Advertisement

Help for politician pours in, a dollar at a time : Constituents pitch in to pay campaign debts for their mayor, whom they have fondly tagged ‘the Budster.’

Share
SPECIAL TO THE TIMES

In a time of belt tightening and voter discontent, when most Americans are unwilling even to check off a box to donate $1 of their federal taxes to finance national election campaigns, Portland Mayor Bud Clark is being showered with small bills to help pay off his campaign debts.

Clark, known affectionately to his constituents as “the Budster,” has made unlikely news before. He is the figure in a now world-famous poster titled “expose yourself to art,” in which he is seen from the back, standing on a Portland street, wearing a hat, boots and an open rain coat, apparently exposing himself to a statue of a woman in the nude.

Clark is also the owner of a popular Portland tavern, the Goose Hollow Inn, where an eclectic group of patrons in berets and baseball caps gather. The motto of the working-class place is “Dedicated to extremes of opinion” and the saying on its matchbook cover reads: “If violence is your nature either develop your verbal abilities or leave.”

Advertisement

Before Clark became mayor, he had held only one elected office in his life--treasurer of his high school class.

But that experience wasn’t enough to keep him in the black during his election campaigns and, with one year left in his second term of office, he still had a $71,000 campaign debt in the form of a personal loan secured by his home.

A black-tie fund-raising dinner last fall didn’t help much either--in fact, it went so badly that it increased the debt instead of lowering it.

That was when columnist Phil Stanford of the Oregonian, feeling a little sorry for the mayor, suggested, as a joke, that the people of Portland start a “Bucks for Bud” campaign. Stanford urged voters to scrawl greetings on the bills--phrases like “Bye-Bye Bud” or perhaps “Whoop, Whoop,” the mayor’s own signature call.

The results have amazed elected officials elsewhere. So far, the campaign has generated $23,466.20. One local supporter sent a dollar bill with a newspaper photograph of the mayor--sporting a zany pair of goggles--glued over George Washington’s portrait. A law firm sent five lottery tickets and $5. A couple from Mesa, Ariz., sent $2 and wrote: “We stayed in Portland for the summer. Here’s a little help.”

The campaign debt has also been reduced by the reissuing of the “expose yourself to art” poster, which brought in another $6,900.

Advertisement

Late last month, the Chicago Tribune carried a story about the “Bucks for Bud” drive, and that generated new responses. One Chicagoan wrote: “Here’s my buck for Bud. Maybe if you clear up your debt you can come and run for mayor of Chicago. We need someone with a sense of humor and common sense.”

But even with all the public support, Clark has declared he is not running for reelection.

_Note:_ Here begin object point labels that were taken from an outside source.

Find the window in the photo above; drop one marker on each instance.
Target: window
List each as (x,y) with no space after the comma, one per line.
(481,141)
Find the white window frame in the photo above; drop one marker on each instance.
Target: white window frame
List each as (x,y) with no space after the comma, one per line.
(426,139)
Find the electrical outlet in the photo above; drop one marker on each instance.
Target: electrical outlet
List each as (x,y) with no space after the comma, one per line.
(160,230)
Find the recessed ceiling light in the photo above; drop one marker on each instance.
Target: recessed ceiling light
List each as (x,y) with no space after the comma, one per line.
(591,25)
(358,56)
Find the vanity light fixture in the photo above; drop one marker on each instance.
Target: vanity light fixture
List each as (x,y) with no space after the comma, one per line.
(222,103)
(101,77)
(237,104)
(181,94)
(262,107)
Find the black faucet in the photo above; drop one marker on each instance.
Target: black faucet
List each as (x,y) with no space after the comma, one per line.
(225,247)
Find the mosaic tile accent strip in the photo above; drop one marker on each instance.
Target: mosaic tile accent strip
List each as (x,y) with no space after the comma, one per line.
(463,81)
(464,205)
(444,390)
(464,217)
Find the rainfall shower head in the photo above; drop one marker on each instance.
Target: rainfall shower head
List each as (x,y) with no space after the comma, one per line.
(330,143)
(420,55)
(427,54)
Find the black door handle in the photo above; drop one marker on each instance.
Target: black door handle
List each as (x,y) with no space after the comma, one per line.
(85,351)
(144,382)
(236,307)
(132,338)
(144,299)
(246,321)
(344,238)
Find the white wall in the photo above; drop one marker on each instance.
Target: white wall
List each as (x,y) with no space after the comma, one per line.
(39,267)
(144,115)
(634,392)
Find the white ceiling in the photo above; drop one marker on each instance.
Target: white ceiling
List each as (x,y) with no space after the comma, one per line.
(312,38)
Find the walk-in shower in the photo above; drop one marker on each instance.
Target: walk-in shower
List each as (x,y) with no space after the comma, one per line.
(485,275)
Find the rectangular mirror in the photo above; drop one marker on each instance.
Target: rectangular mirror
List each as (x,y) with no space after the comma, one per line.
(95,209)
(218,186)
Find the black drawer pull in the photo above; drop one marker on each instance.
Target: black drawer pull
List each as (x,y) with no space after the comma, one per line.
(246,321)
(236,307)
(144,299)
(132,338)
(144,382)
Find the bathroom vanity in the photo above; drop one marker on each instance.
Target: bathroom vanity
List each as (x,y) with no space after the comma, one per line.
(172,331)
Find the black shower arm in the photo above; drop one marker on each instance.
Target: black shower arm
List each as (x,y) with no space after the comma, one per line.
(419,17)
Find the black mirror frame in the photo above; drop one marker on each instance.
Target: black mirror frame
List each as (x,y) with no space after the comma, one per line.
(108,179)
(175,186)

“I’m not a professional politician,” he said in an interview. “This has been like the front lines in the Marine Corps. I ran for the second term because we had not yet instituted community policing, and the convention center was not completed. I wanted to see those things done. They are done now. I have served my time.”

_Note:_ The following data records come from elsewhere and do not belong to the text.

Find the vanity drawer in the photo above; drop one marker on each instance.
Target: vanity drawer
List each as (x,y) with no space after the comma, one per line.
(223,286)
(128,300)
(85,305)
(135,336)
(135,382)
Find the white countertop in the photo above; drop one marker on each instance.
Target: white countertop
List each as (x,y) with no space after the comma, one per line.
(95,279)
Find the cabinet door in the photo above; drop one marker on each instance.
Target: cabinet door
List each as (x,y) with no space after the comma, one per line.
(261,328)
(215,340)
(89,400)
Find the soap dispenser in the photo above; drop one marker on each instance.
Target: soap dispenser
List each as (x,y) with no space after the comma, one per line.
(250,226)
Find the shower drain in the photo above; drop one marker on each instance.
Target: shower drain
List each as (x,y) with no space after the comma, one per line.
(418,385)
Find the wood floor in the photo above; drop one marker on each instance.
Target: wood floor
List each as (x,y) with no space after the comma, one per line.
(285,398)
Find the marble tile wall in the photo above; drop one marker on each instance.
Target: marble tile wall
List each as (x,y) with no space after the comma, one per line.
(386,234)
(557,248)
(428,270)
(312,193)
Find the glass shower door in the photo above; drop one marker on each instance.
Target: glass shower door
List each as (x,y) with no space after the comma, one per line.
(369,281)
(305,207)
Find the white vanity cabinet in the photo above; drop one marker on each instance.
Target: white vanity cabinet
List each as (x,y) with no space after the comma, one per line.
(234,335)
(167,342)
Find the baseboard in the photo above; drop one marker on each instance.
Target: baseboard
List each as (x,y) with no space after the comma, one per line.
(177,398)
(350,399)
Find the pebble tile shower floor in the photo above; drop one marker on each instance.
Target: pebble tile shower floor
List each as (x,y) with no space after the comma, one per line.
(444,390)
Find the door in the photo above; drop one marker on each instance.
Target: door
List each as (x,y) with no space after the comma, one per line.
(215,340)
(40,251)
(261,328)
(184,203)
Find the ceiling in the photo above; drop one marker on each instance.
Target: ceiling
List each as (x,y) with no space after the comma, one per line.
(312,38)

Earlier this month, Clark’s assistant, Diane Trudo, reported the arrival of a $50 contribution from Sen. Paul Simon (D-Ill.), who wrote: “As one who has become a Bud Clark fan, I’m enclosing a small contribution toward that deficit.”

Clark has been a colorful figure in Portland ever since his first mayoral campaign began in 1983. He is always seen with a fresh rose in his lapel (Portland is “The Rose City”) and often is seen pedaling his bicycle to meetings and appointments outside of City Hall.

At the end of his first term in 1987, one local newspaper story painted a picture of a mayor who was “politically naive” but who was “growing in his ability to manage and lead a city he so unabashedly loves.”

During his second term, Clark has received good marks for handling the city’s fiscal problems, promoting the city and the state in Asia and establishing a community approach to policing.

Advertisement

But perhaps his best marks came from the constituent who scribbled, “Budster, You are loved” across a dollar donation, or from the one who wrote: “Any mayor who still has a campaign debt after seven years in office has got to be honest.”

Columnist Stanford agrees.

“In most other towns, just after a victory the mayor and his aides would haul in the heavies and say, ‘we need $10,000 from each of you, thanks very much. We hope you enjoyed the lunch.’

“He’s not like that,” Stanford said. “That’s what people like.”